I drove one once, and having been brought up on Bentleys could scarcely believe how slow and cumbersome it felt by comparison. And Sir Henry must have known he could do better because, having launched in 1925, the car was replaced after just four years in production.
Its replacement, the Phantom II, was far more like it though at first it’s hard to see why. Similar in size and layout with a developed version of the same engine, on paper it looked like a mild update. But beneath all that coachbuilt bodywork lay a brand new chassis with much better suspension, steering and crucially, a lower centre of gravity.
It drove like a different car entirely – even more refined, no less comfortable but actually quite rewarding and far more nimble, if you can even use such a word in the same sentence as ‘Phantom’. I only drove one briefly, but I was aware at the time that this, and not its predecessor, was the true successor to the fabulous Ghost.

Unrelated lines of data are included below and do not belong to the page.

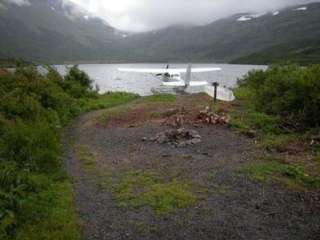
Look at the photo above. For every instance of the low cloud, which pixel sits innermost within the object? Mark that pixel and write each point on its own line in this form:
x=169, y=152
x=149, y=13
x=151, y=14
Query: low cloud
x=18, y=2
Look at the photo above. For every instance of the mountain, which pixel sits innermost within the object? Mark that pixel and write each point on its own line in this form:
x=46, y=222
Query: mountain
x=54, y=30
x=292, y=32
x=60, y=31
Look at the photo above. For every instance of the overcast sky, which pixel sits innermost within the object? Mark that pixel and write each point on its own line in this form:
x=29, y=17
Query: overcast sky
x=141, y=15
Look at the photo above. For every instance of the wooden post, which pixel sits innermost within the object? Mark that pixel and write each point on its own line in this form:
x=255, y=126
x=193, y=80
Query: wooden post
x=215, y=85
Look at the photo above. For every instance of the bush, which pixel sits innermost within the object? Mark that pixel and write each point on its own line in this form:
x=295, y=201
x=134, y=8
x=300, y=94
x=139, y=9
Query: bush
x=288, y=91
x=33, y=108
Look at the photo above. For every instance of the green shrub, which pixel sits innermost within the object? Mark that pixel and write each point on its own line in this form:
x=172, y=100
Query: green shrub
x=35, y=202
x=288, y=91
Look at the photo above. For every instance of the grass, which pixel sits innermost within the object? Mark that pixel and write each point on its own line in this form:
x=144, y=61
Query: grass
x=110, y=100
x=159, y=98
x=138, y=189
x=291, y=176
x=279, y=142
x=50, y=215
x=86, y=158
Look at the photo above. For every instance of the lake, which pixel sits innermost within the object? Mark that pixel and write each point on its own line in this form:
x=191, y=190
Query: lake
x=109, y=78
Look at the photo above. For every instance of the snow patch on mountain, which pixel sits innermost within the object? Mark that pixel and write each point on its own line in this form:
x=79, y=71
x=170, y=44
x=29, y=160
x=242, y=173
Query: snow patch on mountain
x=250, y=17
x=18, y=2
x=301, y=9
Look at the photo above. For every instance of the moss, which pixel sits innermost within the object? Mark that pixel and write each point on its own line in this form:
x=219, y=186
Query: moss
x=137, y=189
x=113, y=113
x=278, y=142
x=50, y=215
x=159, y=98
x=292, y=176
x=86, y=158
x=110, y=100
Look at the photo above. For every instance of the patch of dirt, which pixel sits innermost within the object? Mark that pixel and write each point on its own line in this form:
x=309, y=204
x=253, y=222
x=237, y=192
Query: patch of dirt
x=234, y=206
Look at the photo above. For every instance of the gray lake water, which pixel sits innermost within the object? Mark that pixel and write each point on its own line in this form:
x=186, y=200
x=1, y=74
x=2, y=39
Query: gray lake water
x=109, y=78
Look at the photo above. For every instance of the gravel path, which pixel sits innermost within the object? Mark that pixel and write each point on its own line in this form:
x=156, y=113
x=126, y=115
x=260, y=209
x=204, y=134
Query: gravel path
x=234, y=207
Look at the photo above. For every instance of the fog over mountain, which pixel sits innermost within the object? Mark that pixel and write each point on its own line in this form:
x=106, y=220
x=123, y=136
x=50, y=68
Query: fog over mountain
x=142, y=15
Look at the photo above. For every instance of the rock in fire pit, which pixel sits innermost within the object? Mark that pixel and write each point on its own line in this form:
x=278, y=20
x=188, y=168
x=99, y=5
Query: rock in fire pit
x=176, y=137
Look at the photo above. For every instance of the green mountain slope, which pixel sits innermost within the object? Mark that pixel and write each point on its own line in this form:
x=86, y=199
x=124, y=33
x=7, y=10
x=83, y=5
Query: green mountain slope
x=50, y=31
x=228, y=39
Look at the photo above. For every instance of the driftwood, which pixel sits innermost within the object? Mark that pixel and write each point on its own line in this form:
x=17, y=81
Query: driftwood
x=209, y=117
x=177, y=137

I never drove a Phantom III but how I would like to, it being the first and only V12 Rolls until the unworthy Seraph of 1998. Although the war limited production to four short years, it’s an immensely significant Rolls, not least as being the last in which Sir Henry Royce had any involvement.

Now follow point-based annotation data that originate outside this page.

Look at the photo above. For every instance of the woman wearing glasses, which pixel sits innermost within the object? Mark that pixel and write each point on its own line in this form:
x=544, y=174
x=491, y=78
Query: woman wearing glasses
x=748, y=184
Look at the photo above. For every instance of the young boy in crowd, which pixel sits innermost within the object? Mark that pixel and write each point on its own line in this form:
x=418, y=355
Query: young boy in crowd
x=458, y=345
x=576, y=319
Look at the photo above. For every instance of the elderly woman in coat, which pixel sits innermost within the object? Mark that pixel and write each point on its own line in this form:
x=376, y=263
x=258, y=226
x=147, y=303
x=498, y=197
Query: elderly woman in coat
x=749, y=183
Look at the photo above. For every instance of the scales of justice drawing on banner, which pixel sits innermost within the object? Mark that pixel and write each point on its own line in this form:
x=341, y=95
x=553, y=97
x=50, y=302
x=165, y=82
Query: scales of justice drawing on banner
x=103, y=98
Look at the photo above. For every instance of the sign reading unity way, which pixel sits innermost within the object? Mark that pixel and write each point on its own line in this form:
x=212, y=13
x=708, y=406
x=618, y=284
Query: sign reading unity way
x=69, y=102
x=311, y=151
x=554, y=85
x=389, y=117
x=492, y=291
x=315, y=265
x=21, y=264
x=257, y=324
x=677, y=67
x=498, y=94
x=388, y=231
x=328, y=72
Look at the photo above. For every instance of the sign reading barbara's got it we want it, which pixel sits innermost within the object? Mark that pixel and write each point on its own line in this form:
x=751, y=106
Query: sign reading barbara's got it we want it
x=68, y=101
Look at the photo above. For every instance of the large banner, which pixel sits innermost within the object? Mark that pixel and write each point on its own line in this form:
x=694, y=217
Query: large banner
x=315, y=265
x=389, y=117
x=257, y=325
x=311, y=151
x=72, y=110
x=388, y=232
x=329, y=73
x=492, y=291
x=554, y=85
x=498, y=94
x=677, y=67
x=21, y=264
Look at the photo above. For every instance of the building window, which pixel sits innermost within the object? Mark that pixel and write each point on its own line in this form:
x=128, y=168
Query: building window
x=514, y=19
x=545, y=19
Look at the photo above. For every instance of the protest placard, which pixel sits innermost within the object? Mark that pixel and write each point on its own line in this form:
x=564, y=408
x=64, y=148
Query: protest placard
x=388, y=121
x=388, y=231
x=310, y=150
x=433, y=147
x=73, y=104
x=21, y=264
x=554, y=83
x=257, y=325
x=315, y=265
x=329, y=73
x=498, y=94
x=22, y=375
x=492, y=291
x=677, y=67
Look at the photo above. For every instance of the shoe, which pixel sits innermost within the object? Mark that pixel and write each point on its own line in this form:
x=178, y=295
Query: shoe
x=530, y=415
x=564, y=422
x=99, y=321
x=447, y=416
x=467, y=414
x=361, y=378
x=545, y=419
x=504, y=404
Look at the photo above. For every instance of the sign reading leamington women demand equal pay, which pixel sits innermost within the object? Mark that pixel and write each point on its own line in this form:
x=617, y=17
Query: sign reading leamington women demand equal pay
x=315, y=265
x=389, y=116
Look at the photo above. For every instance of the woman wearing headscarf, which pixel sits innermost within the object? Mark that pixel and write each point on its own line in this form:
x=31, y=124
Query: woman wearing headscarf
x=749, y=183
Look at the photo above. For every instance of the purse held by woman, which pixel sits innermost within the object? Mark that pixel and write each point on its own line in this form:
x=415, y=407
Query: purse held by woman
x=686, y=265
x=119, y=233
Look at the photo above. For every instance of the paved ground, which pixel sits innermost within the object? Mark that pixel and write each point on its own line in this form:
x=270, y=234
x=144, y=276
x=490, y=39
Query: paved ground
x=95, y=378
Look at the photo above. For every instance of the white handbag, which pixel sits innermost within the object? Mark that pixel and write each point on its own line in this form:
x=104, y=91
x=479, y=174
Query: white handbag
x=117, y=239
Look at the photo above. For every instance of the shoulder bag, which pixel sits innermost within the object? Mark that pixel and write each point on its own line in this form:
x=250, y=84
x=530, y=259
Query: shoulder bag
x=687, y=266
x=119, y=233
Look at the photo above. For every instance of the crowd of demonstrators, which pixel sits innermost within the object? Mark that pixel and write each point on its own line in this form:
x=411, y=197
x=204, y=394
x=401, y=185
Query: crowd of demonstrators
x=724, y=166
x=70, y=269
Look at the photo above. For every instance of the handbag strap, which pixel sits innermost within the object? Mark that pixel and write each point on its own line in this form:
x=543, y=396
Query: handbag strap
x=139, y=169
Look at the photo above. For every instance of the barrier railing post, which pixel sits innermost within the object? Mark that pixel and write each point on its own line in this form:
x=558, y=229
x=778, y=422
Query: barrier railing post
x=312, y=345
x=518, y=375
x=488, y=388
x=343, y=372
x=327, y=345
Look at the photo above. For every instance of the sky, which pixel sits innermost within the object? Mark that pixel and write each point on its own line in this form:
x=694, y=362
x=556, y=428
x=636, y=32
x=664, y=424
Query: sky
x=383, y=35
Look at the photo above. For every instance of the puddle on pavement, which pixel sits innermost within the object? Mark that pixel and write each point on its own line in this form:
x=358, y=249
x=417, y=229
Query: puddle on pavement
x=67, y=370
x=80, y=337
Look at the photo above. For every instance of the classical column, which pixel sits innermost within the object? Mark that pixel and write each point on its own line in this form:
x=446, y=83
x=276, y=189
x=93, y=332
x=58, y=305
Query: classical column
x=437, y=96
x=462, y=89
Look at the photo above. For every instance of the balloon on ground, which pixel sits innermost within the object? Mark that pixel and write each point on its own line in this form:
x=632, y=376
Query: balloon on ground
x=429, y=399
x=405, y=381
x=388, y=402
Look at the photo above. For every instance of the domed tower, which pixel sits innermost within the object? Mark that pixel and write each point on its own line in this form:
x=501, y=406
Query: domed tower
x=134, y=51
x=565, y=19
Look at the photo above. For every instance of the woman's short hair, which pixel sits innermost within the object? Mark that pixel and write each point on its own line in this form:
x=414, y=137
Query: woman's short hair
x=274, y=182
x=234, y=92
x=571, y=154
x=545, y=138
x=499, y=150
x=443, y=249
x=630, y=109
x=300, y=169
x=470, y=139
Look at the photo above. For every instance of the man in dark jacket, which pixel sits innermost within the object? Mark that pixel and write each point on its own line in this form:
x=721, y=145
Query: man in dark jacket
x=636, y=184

The V12 was used not for romantic reasons but because it was a design Rolls knew well from its involvement with aero engines, it allowed the company to keep pace with multi-cylinder rivals from across the pond and, perhaps most persuasive of all, it allowed more power to be developed from a smaller capacity and with a smaller footprint under the bonnet than the old straight-six.
Ironically, it became most well-known decades after production had ceased when a 1937 Sedanca de Ville was chosen as Auric Goldfinger’s transport in the eponymous 1964 Bond caper.

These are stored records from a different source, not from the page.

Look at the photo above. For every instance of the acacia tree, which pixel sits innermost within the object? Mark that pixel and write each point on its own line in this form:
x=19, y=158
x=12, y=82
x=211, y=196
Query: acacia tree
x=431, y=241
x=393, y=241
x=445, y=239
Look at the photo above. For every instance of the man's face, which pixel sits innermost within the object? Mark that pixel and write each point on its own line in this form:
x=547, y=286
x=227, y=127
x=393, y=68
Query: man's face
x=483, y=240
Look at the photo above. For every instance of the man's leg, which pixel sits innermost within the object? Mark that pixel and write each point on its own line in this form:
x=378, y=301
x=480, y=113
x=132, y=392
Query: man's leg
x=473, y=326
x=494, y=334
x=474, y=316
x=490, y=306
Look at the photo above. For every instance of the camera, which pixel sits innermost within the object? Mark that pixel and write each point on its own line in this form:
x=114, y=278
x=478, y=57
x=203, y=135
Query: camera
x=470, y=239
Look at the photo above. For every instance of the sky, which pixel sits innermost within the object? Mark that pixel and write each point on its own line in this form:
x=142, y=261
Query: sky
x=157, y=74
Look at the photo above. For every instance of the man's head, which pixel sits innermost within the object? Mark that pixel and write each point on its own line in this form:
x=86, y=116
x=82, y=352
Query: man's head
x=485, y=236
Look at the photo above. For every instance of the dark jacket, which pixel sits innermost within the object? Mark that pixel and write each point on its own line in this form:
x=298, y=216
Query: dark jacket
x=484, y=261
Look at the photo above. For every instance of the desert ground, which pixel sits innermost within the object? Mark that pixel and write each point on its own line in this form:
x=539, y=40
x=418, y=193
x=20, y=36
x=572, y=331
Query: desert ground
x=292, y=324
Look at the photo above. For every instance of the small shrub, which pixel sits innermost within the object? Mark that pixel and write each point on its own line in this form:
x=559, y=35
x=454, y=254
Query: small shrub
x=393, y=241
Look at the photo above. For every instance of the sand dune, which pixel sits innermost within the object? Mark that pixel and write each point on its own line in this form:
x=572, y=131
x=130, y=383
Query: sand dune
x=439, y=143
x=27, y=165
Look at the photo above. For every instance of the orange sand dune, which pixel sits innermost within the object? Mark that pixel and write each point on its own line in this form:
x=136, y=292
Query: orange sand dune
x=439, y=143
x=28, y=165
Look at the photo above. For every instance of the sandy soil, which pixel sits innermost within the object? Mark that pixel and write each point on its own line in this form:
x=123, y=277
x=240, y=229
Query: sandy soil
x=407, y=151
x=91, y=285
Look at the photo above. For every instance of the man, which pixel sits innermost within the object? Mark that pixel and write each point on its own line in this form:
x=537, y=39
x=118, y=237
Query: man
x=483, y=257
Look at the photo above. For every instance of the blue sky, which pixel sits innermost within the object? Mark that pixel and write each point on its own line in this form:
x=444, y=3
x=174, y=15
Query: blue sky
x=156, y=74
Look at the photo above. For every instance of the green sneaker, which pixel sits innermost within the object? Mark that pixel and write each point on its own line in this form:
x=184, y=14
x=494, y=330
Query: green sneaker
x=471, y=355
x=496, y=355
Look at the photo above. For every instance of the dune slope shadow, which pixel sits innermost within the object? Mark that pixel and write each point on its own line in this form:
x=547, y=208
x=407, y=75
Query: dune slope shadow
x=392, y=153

The Phantom IV is something of a curio, with a mere 18 being produced over a six-year period, but it is important because it was the first Rolls to be used by the Royal Family, wresting this prized accolade from Daimler which had held the Royal Warrant since the turn of the century.
It is also the only Rolls to use a straight-eight engine and the only one to use an engine whose first application was in an armoured car. It was a car intended, like the Bugatti Type 41 ‘Royale’, exclusively for royalty and heads of state, and the first one became the very first Rolls-Royce State Limousine which remains with the household to this day, most notably being wheeled out for the wedding of the now Prince and Princess of Wales.
Three years after the last Phantom IV was delivered in 1956, the Phantom was back in normal production for its fifth iteration. Bought by a wide range of well-heeled individuals, it was complete with Rolls’ brand new V8 engine and a chassis developed from Silver Cloud II.
It duly begat the visually almost indistinguishable and mechanically very similar Phantom VI which somehow kept in (albeit very limited) production until 1990, still with body-on-frame construction some 25 years after Rolls-Royce had embraced full monocoque construction for the Silver Shadow.
Another 13 years and a change of ownership would follow before the modern and enduring history of the Rolls-Royce Phantom would return. A century on, we’re now on the eighth-generation car, with every sign that the name will continue to endure not for years, but decades into the future.